Part 3: Provision
What Will You Do¶
In this part of the self-paced exercise, you will provision an Amazon EKS cluster with a GPU node group based on a declarative cluster specification
Step 1: Cluster Spec¶
- Open Terminal (on macOS/Linux) or Command Prompt (Windows) and navigate to the folder where you forked the Git repository
- Navigate to the folder "
/getstarted/gpueks/cluster"
The "eks-gpu.yaml" file contains the declarative specification for our Amazon EKS Cluster.
Cluster Details¶
The following items may need to be updated/customized if you made changes to these or used alternate names.

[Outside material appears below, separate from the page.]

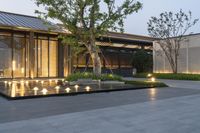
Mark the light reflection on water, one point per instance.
(153, 94)
(35, 88)
(51, 87)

- cluster name: "demo-gpueks"
- cloud provider: "eks
- project: "default project"
- AWS Region: us-west-1 region
- One regular node group (with t3.large instance type)
- One GPU node group (with g4dn.xlarge instance type)
Step 2: Provision Cluster¶
- Navigate to the "cluster" sub folder
- Type the command
rctl apply -f eks-gpu.yaml
If there are no errors, you will be presented with a "Task ID" that you can use to check progress/status. Note that this step requires creation of infrastructure in your AWS account and can take ~20-30 minutes to complete.
{
"taskset_id": "z24zlmy",
"operations": [
{
"operation": "NodegroupCreation",
"resource_name": "gpu-nodegroup",
"status": "PROVISION_TASK_STATUS_PENDING"
},
{
"operation": "NodegroupCreation",
"resource_name": "t3-nodegroup",
"status": "PROVISION_TASK_STATUS_PENDING"
},
{
"operation": "ClusterCreation",
"resource_name": "demo-gpueks",
"status": "PROVISION_TASK_STATUS_PENDING"
}
],
"comments": "The status of the operations can be fetched using taskset_id",
"status": "PROVISION_TASKSET_STATUS_PENDING"
}
- Navigate to the project in your Org
- Click on Infrastructure -> Clusters. You should see something like the following
- Click on the cluster name to monitor progress
Step 3: Verify Cluster¶
Once provisioning is complete, you should see a healthy cluster in the web console
- Click on the kubectl link and type the following command
kubectl get nodes
You should see something like the following
NAME STATUS ROLES AGE VERSION
ip-192-168-139-38.us-west-1.compute.internal Ready <none> 5m28s v1.21.5-eks-bc4871b
ip-192-168-168-241.us-west-1.compute.internal Ready <none> 5m28s v1.21.5-eks-bc4871b
Step 4: Verify GPU Operator¶
Now, let us verify whether the Nvidia GPU Operator's resources are operational on the EKS cluster
- Click on the kubectl link and type the following command
kubectl get po -n nvidia
You should see something like the following
NAME READY STATUS RESTARTS AGE
gpu-operator-857dbb9945-jfnqk 1/1 Running 0 4h21m
gpu-operator-node-feature-discovery-master-6f698554df-jvht5 1/1 Running 0 4h21m
gpu-operator-node-feature-discovery-worker-9pw8c 1/1 Running 0 118m
gpu-operator-node-feature-discovery-worker-bzvt5 1/1 Running 0 9m56s
The GPU Operator will automatically add "required labels" to the GPU enabled worker nodes.
- Click on nodes and expand the node that belongs to the "gpu" node group
Recap¶
Congratulations! At this point, you have successfully configured and provisioned an Amazon EKS cluster with a GPU node group in your AWS account using the RCTL CLI. You are now ready to move on to the next step where you will deploy a "GPU Workload" and review the integrated "GPU Dashboards"